Nach einer Umsatzsteuersonderprüfung für die Streitjahre 1988 bis 1992 änderte der Beklagte und Beschwerdegegner (das Finanzamt --FA--) die Steuerfestsetzungen und ließ nur noch 83,51 v.H. der gesamten Vorsteuerbeträge im Zusammenhang mit der Herstellung des Gebäudes zum Abzug zu. Im übrigen versagte es den Abzug, weil es insoweit die Voraussetzungen für den Verzicht auf die Steuerbefreiung der Vermietungsumsätze nicht als gegeben ansah. Das FA folgte dabei den Prüfungsfeststellungen, wonach die vermieteten Räume in dem bezeichneten Umfang für nichtunternehmerische Zwecke genutzt würden.
Das Finanzgericht (FG) wies die nach erfolglosem Einspruchsverfahren erhobene Klage gegen die Umsatzsteueränderungsbescheide für 1988 bis 1992 als unbegründet ab. Es vertrat die Auffassung, im Streitfall seien die Voraussetzungen für den Verzicht auf die Steuerbefreiung der Vermietungsumsätze nach § 27 Abs. 2 UStG in der vor dem 1. Januar 1994 geltenden Fassung anwendbar. Danach komme es darauf an, daß die vermieteten Räume auf der Endstufe nicht für Wohnzwecke oder andere nichtunternehmerische Zwecke genutzt würden. Dies entspreche auch der Rechtsprechung des Bundesfinanzhofs (BFH) und sei mit Art. 13 Teil B Buchst. b, Teil C Buchst. a, Art. 17 der Sechsten Richtlinie des Rates vom 17. Mai 1977 zur Harmonisierung der Rechtsvorschriften der Mitgliedstaaten über die Umsatzsteuern 77/388/EWG (Richtlinie 77/388/EWG) vereinbar.

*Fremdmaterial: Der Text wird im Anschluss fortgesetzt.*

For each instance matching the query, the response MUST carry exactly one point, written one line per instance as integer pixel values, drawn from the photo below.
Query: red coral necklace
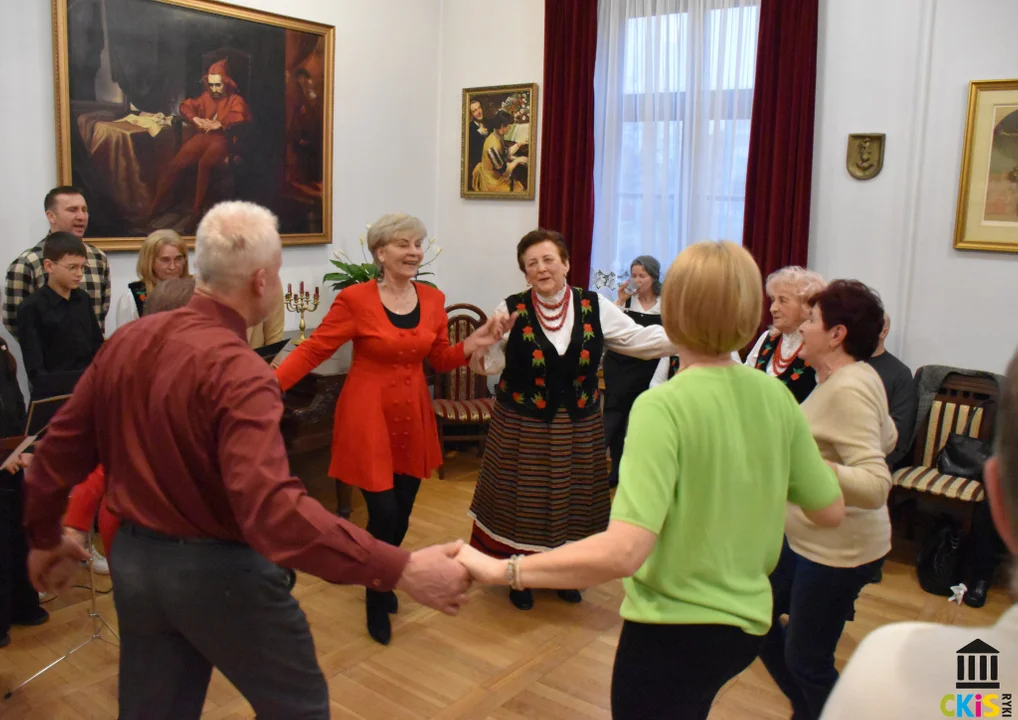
(547, 320)
(780, 365)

Eine verbindliche Zusage, nach der die Nutzung der an die GbR vermieteten Räume zu ideellen Zwecken als für den Vorsteuerabzug unschädlich angesehen werde, habe das FA dem Kläger nicht gemacht. In dem Schreiben vom 15. Februar 1990 habe das FA vielmehr mitgeteilt, daß es bei der Beurteilung der Option zur Umsatzsteuerpflicht der Vermietungsumsätze entsprechend der Verfügung der Oberfinanzdirektion (OFD) Köln vom 18. Juni 1985 --gemeint ist die Verfügung vom 18. Juni 1986-- (Der Betrieb --DB-- 1986, 1702) verfahren werde. In der erwähnten Verfügung stelle die OFD Köln --wie in den angefochtenen Steueränderungsbescheiden-- auf die endgültige Nutzung der vermieteten Räume und nicht auf die Nutzung durch den Mieter ab.

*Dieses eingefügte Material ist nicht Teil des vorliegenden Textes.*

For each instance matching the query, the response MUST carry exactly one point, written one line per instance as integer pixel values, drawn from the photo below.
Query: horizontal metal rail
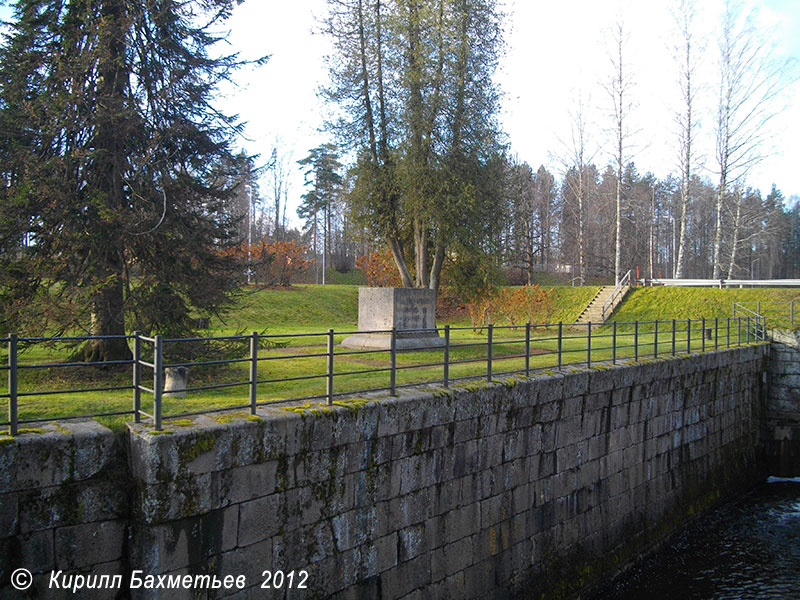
(553, 345)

Mit der Beschwerde begehrt der Kläger die Zulassung der Revision wegen grundsätzlicher Bedeutung (§ 115 Abs. 2 Nr. 1 der Finanzgerichtsordnung --FGO--), wegen Abweichung von einer Entscheidung des BFH (§ 115 Abs. 2 Nr. 2 FGO) und wegen Verfahrensmängeln (§ 115 Abs. 2 Nr. 3 FGO).
Das FA ist der Beschwerde entgegengetreten.

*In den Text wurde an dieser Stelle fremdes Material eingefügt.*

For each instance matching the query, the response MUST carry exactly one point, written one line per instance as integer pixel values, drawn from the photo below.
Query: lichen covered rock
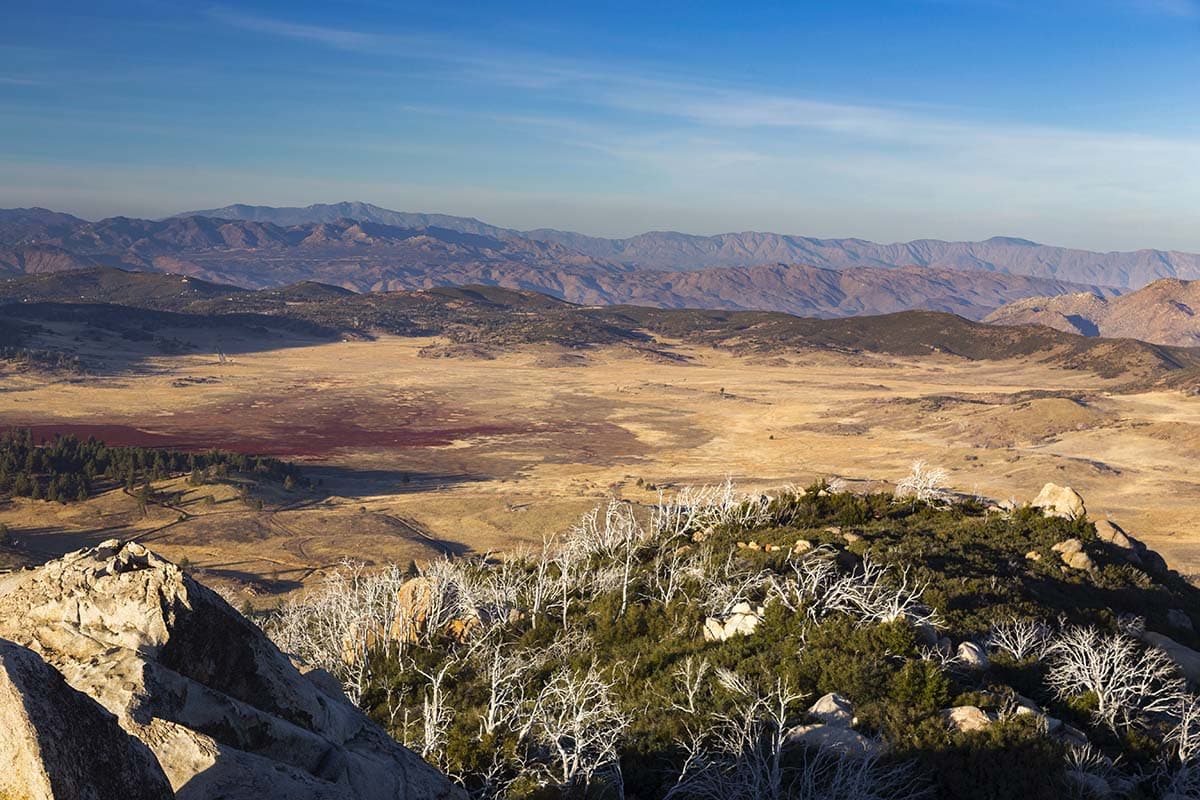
(222, 709)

II. Die Nichtzulassungsbeschwerde hat keinen Erfolg.
1. Soweit der Kläger Zulassung der Revision wegen grundsätzlicher Bedeutung der Sache (§ 115 Abs. 2 Nr. 1 FGO) begehrt, ist die Beschwerde unzulässig. Sie genügt insoweit nicht den Anforderungen, die § 115 Abs. 3 Satz 3 FGO an die Darlegung der grundsätzlichen Bedeutung der Rechtssache stellt.
Der Kläger hat nicht eindeutig und schlüssig dargetan, welche Rechtsfrage im allgemeinen Interesse des Rechts in dem angestrebten Revisionsverfahren klärbar und klärungsbedürftig sein soll und in welchem Umfang, von welcher Seite und aus welchen Gründen sie umstritten ist (ständige Rechtsprechung des BFH, z.B. Beschlüsse vom 30. Juni 1998 III B 232/95, BFH/NV 1999, 59, und vom 12. Dezember 1997 XI B 54/97, BFH/NV 1998, 614). Vielmehr beschränkt sich die Begründung der Beschwerde insoweit darauf auszuführen, daß das FG den Streitfall falsch entschieden habe, weil es die Voraussetzungen für den Verzicht auf die Steuerfreiheit der Vermietungsumsätze fehlerhaft beurteilt habe.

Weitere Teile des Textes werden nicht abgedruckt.